UD Tswana Popapolelo
Language: Tswana (code: tn
)
Family: Niger-Congo
This treebank has been part of Universal Dependencies since the UD v2.14 release.
The following people have contributed to making this treebank part of UD: Ansu Berg, Roald Eiselen, Tanja Gaustad, Rigardt Pretorius.

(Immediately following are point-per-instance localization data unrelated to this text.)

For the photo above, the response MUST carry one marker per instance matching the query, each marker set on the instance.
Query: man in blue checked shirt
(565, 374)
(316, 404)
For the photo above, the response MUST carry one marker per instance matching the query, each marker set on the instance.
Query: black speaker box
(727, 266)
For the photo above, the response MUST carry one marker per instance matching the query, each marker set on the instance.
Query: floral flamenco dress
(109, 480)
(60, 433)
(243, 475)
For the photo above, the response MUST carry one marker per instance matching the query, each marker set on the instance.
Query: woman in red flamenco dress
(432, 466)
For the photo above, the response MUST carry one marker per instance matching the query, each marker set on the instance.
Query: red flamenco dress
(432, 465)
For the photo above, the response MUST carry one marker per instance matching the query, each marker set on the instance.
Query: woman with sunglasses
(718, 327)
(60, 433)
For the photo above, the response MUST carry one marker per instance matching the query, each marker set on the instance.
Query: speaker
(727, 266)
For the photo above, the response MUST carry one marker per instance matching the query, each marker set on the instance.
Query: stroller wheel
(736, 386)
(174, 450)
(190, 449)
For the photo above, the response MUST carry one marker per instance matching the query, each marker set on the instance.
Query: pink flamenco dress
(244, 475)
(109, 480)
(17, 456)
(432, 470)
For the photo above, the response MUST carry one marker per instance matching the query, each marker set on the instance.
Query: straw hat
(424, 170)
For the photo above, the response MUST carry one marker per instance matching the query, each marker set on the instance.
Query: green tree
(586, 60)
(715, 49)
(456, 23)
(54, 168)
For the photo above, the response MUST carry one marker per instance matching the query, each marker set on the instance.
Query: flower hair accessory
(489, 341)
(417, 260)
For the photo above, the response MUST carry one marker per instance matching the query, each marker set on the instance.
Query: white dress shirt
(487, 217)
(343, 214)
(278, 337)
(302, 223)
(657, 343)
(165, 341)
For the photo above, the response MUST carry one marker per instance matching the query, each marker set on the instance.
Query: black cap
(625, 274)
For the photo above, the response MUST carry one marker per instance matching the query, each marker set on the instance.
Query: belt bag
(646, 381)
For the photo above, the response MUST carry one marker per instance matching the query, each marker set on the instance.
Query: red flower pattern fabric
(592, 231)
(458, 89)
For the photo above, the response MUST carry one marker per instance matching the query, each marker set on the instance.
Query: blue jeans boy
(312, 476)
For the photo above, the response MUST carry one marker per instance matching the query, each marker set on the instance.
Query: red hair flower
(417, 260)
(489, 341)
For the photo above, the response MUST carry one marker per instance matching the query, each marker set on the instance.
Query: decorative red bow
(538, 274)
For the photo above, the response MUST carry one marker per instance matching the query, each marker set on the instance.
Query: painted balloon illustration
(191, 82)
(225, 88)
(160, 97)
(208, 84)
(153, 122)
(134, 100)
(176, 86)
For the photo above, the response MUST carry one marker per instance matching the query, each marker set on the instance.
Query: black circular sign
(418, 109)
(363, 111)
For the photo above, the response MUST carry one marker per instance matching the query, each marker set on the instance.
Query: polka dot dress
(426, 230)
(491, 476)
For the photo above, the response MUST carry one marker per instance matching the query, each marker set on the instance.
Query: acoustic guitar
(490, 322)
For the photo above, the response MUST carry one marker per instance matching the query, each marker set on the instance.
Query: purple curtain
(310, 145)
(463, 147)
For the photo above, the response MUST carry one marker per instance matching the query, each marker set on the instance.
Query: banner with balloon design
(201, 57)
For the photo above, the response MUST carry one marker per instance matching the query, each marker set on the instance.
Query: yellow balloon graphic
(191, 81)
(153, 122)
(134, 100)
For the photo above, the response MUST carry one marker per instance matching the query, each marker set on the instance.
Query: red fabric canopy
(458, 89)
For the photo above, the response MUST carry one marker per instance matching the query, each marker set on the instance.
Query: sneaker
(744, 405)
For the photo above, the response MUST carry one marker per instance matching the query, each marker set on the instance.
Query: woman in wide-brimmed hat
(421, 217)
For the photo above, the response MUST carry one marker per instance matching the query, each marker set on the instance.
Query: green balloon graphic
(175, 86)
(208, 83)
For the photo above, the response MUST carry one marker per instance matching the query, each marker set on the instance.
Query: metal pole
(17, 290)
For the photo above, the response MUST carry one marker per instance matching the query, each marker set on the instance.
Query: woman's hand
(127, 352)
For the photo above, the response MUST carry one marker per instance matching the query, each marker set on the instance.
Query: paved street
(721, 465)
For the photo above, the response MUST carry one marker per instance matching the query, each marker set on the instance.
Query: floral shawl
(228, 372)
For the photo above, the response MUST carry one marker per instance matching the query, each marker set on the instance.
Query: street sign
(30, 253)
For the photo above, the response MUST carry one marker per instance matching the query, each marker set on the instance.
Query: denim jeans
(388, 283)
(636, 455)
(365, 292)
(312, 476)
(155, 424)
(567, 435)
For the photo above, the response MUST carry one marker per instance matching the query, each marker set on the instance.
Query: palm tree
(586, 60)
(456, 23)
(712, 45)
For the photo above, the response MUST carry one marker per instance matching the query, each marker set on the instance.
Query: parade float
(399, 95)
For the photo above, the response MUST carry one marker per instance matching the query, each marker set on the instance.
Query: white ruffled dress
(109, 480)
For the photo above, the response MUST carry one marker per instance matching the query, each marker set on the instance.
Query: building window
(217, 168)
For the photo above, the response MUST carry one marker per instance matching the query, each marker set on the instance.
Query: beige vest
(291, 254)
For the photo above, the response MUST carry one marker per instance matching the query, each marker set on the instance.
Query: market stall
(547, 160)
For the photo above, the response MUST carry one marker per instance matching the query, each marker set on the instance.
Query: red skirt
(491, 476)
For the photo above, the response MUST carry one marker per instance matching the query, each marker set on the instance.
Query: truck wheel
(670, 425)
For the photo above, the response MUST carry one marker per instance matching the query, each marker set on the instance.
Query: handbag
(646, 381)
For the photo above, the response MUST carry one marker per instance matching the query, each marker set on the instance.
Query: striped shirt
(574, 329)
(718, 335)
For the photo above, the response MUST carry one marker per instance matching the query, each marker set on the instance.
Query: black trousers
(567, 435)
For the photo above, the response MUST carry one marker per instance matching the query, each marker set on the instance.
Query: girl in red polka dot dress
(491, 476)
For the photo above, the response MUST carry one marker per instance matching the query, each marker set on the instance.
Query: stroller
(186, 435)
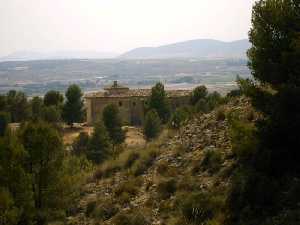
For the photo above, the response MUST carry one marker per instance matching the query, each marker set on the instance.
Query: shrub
(202, 106)
(80, 144)
(141, 165)
(4, 120)
(90, 208)
(198, 93)
(131, 158)
(212, 161)
(166, 188)
(105, 210)
(133, 218)
(220, 114)
(199, 207)
(178, 118)
(130, 187)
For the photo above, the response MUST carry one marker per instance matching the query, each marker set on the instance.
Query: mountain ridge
(198, 48)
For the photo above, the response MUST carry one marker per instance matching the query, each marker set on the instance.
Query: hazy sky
(117, 25)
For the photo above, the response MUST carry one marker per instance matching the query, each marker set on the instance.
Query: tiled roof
(136, 93)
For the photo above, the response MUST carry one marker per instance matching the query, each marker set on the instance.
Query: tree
(152, 125)
(51, 114)
(4, 120)
(99, 145)
(198, 93)
(263, 188)
(44, 147)
(179, 117)
(159, 102)
(80, 145)
(36, 108)
(17, 105)
(113, 124)
(213, 100)
(53, 98)
(16, 205)
(73, 108)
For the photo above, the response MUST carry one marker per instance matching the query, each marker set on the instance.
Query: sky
(117, 25)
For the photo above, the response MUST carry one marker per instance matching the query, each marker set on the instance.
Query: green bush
(199, 207)
(141, 165)
(131, 187)
(212, 161)
(166, 188)
(178, 118)
(220, 114)
(133, 218)
(105, 210)
(202, 106)
(90, 207)
(131, 158)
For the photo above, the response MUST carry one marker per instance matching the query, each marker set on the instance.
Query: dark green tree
(4, 121)
(198, 93)
(16, 196)
(53, 98)
(44, 147)
(113, 124)
(51, 114)
(213, 100)
(73, 108)
(159, 102)
(152, 125)
(36, 108)
(264, 187)
(99, 147)
(179, 117)
(3, 103)
(80, 145)
(17, 105)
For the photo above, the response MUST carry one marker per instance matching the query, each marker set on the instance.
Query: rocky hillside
(182, 178)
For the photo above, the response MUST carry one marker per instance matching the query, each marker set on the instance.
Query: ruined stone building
(131, 102)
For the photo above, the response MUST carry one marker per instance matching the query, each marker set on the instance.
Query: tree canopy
(53, 98)
(268, 172)
(159, 102)
(152, 125)
(73, 108)
(99, 145)
(113, 124)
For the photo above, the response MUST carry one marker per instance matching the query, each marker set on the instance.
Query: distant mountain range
(32, 55)
(200, 48)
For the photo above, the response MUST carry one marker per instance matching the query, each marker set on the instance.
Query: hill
(33, 55)
(167, 181)
(200, 48)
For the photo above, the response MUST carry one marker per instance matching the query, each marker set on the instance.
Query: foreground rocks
(179, 160)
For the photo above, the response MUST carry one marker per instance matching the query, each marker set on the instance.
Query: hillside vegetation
(182, 177)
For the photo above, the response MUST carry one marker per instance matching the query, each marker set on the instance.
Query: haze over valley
(181, 65)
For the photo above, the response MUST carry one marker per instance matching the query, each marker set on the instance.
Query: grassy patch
(166, 188)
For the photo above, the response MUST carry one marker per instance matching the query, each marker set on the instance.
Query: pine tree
(112, 122)
(152, 125)
(99, 145)
(4, 120)
(263, 190)
(44, 147)
(73, 108)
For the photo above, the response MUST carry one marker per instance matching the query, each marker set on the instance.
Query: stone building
(131, 102)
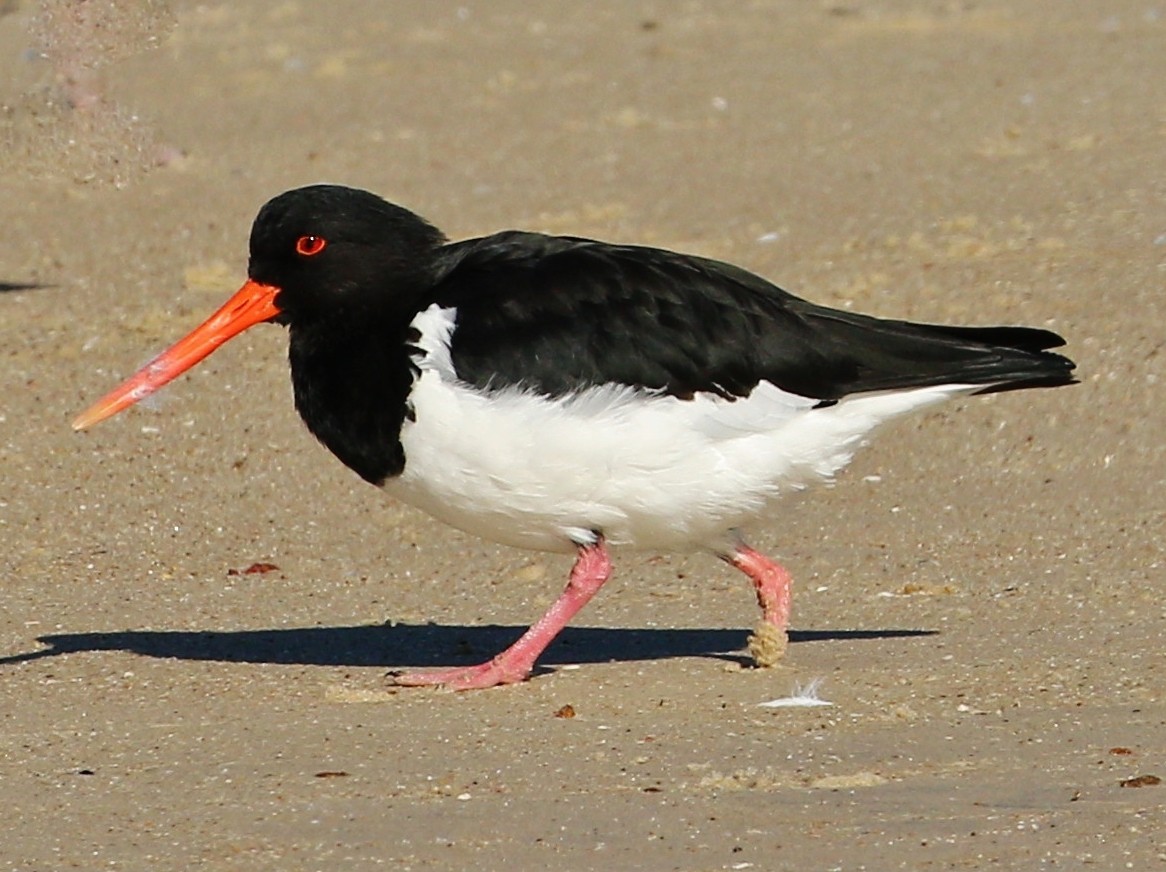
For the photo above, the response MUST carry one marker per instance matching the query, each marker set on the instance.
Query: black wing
(557, 314)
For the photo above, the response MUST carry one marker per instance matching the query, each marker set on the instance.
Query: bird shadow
(425, 645)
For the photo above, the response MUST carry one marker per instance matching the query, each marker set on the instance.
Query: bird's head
(316, 252)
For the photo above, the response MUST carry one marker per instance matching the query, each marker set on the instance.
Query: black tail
(889, 354)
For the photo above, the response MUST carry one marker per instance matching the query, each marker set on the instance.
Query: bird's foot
(465, 677)
(767, 644)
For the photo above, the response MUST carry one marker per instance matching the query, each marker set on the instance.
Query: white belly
(644, 470)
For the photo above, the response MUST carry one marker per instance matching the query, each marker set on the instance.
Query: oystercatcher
(567, 394)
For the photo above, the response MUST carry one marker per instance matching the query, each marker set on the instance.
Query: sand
(980, 596)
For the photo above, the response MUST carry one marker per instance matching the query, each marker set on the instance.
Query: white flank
(645, 469)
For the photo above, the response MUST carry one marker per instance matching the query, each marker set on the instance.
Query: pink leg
(591, 569)
(771, 581)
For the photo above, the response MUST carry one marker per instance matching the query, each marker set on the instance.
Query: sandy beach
(978, 597)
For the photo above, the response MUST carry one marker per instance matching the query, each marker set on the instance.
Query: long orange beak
(251, 304)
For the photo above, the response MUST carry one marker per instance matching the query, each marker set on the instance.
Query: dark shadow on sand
(425, 645)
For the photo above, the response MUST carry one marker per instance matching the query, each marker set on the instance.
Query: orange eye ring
(308, 246)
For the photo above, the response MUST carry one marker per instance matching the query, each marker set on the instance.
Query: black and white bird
(567, 394)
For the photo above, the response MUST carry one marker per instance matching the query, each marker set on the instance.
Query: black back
(559, 314)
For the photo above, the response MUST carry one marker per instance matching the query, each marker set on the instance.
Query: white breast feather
(645, 469)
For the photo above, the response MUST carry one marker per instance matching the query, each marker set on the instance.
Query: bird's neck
(351, 385)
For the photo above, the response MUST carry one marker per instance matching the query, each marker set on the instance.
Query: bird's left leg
(771, 581)
(591, 569)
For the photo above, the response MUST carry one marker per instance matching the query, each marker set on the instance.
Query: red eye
(307, 246)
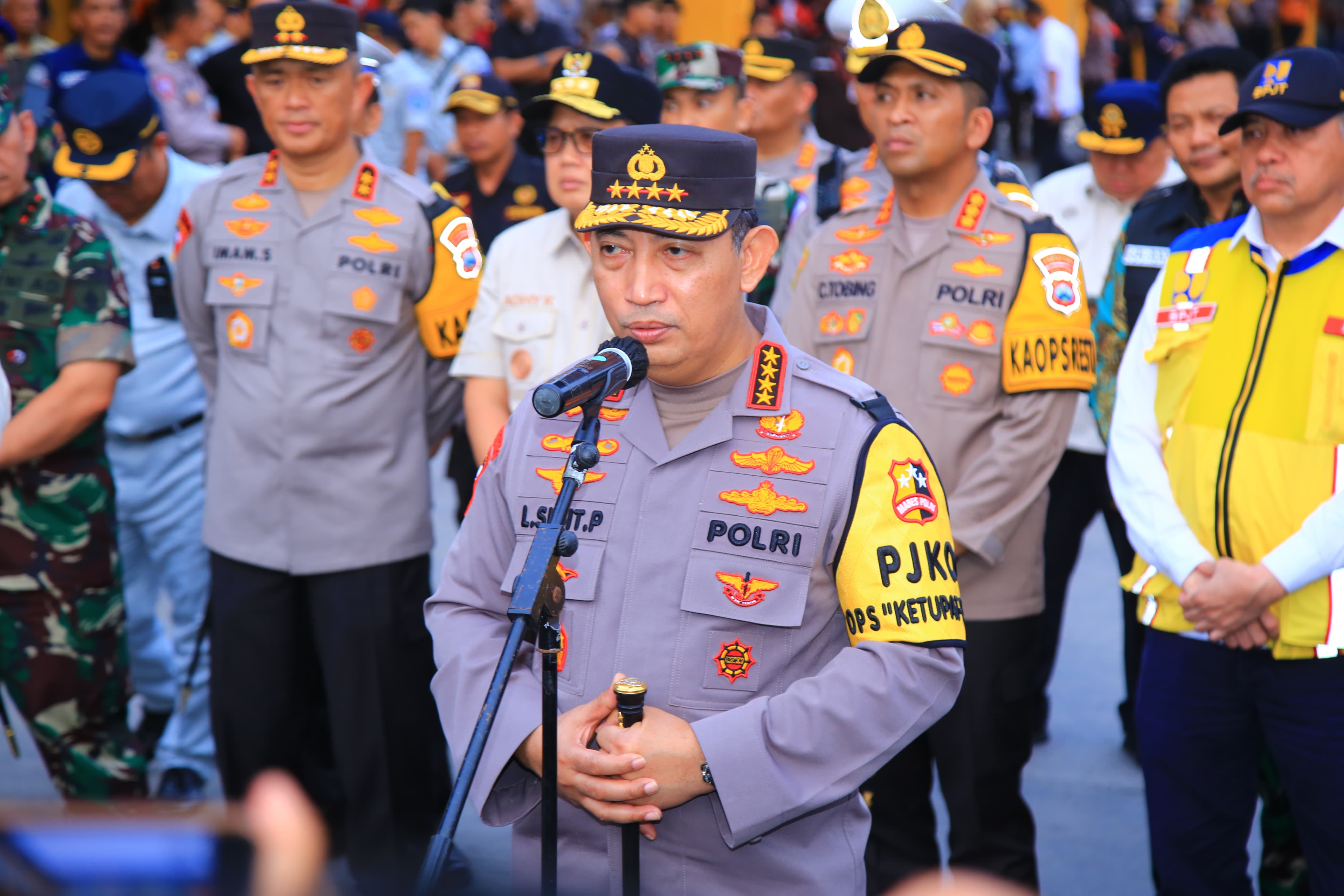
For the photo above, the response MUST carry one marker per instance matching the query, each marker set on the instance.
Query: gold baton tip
(629, 686)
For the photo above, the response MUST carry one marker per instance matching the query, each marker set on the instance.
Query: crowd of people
(264, 260)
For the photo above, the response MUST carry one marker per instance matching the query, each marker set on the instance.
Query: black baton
(629, 710)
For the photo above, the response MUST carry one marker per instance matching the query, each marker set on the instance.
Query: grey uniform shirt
(322, 399)
(930, 328)
(792, 719)
(185, 100)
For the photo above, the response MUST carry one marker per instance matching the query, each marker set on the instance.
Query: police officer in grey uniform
(323, 295)
(189, 109)
(765, 543)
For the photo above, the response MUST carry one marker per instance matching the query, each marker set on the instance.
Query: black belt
(163, 433)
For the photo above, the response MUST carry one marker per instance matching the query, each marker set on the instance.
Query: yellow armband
(897, 567)
(452, 291)
(1047, 342)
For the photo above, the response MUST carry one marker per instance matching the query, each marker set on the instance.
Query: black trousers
(327, 676)
(1045, 146)
(980, 749)
(1078, 492)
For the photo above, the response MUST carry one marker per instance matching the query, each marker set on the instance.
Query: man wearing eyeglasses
(121, 175)
(537, 308)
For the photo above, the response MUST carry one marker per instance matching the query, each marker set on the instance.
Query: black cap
(670, 179)
(776, 58)
(107, 119)
(1299, 88)
(945, 49)
(594, 85)
(1123, 117)
(318, 33)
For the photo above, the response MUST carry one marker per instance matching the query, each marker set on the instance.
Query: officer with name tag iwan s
(968, 311)
(765, 542)
(323, 295)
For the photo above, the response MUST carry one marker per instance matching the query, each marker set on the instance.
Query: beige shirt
(927, 328)
(537, 311)
(682, 407)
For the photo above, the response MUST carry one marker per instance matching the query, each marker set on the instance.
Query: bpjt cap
(670, 179)
(318, 33)
(1123, 117)
(944, 49)
(107, 120)
(699, 66)
(1299, 88)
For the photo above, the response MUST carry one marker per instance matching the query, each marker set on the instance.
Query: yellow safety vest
(1250, 406)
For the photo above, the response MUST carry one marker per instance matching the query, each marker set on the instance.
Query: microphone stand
(534, 615)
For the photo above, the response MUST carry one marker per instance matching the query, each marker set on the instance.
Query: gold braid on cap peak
(318, 56)
(677, 221)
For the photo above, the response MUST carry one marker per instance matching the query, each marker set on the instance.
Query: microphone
(620, 363)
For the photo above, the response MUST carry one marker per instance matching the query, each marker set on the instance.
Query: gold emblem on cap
(873, 21)
(87, 142)
(289, 26)
(646, 166)
(1112, 120)
(576, 65)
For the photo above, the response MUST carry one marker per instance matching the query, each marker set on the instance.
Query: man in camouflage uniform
(65, 339)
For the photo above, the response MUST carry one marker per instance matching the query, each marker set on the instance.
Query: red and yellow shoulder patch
(366, 182)
(185, 229)
(971, 210)
(271, 174)
(768, 378)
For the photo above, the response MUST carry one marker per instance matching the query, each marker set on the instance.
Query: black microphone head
(548, 401)
(635, 351)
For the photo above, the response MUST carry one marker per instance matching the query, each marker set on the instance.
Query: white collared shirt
(537, 310)
(1139, 479)
(1093, 219)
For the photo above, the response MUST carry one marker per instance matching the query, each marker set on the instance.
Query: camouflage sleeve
(1112, 330)
(95, 313)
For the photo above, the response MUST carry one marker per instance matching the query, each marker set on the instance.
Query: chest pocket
(242, 297)
(581, 574)
(529, 347)
(742, 602)
(1326, 405)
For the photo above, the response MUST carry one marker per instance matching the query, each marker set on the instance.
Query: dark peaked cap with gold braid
(319, 33)
(670, 179)
(944, 49)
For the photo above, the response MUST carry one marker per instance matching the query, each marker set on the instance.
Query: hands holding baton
(635, 774)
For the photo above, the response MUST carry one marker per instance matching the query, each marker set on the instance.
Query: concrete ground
(1087, 795)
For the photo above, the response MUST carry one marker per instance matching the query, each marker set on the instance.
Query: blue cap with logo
(1300, 88)
(1124, 116)
(107, 119)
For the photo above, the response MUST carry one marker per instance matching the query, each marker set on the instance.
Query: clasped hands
(636, 773)
(1232, 602)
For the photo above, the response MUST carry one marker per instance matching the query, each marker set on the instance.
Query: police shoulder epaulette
(1210, 236)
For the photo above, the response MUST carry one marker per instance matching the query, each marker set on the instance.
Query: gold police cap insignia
(289, 26)
(646, 166)
(87, 142)
(912, 38)
(1112, 120)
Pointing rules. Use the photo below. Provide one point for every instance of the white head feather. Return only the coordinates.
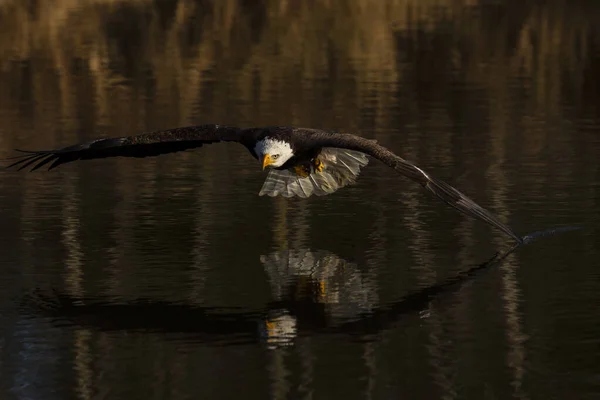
(278, 150)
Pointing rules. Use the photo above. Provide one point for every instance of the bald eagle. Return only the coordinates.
(300, 161)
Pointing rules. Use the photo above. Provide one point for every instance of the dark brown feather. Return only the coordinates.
(441, 189)
(304, 141)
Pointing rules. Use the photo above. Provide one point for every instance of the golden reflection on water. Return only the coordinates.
(407, 72)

Repository: UD_Tswana-Popapolelo
Search this treebank on-line: PML-TQ
Download all treebanks: UD 2.15
License: CC BY-SA 4.0
Genre: grammar-examples
Questions, comments? General annotation questions (either Tswana-specific or cross-linguistic) can be raised in the main UD issue tracker. You can report bugs in this treebank in the treebank-specific issue tracker on Github. If you want to collaborate, please contact [tanja • gaustad (æt) nwu • ac • za]. Development of the treebank happens directly in the UD repository, so you may submit bug fixes as pull requests against the dev branch.
Annotation | Source |
---|---|
Lemmas | not available |
UPOS | annotated manually in non-UD style, automatically converted to UD, with some manual corrections of the conversion |
XPOS | assigned by a program, with some manual corrections, but not a full manual verification |
Features | assigned by a program, with some manual corrections, but not a full manual verification |
Relations | annotated manually, natively in UD style |
Description
UD Tswana-Popapolelo is a translation of the 20 Cairo Cicling sentences (https://github.com/UniversalDependencies/cairo) annotated with XPOS, UPOS and dependency relations.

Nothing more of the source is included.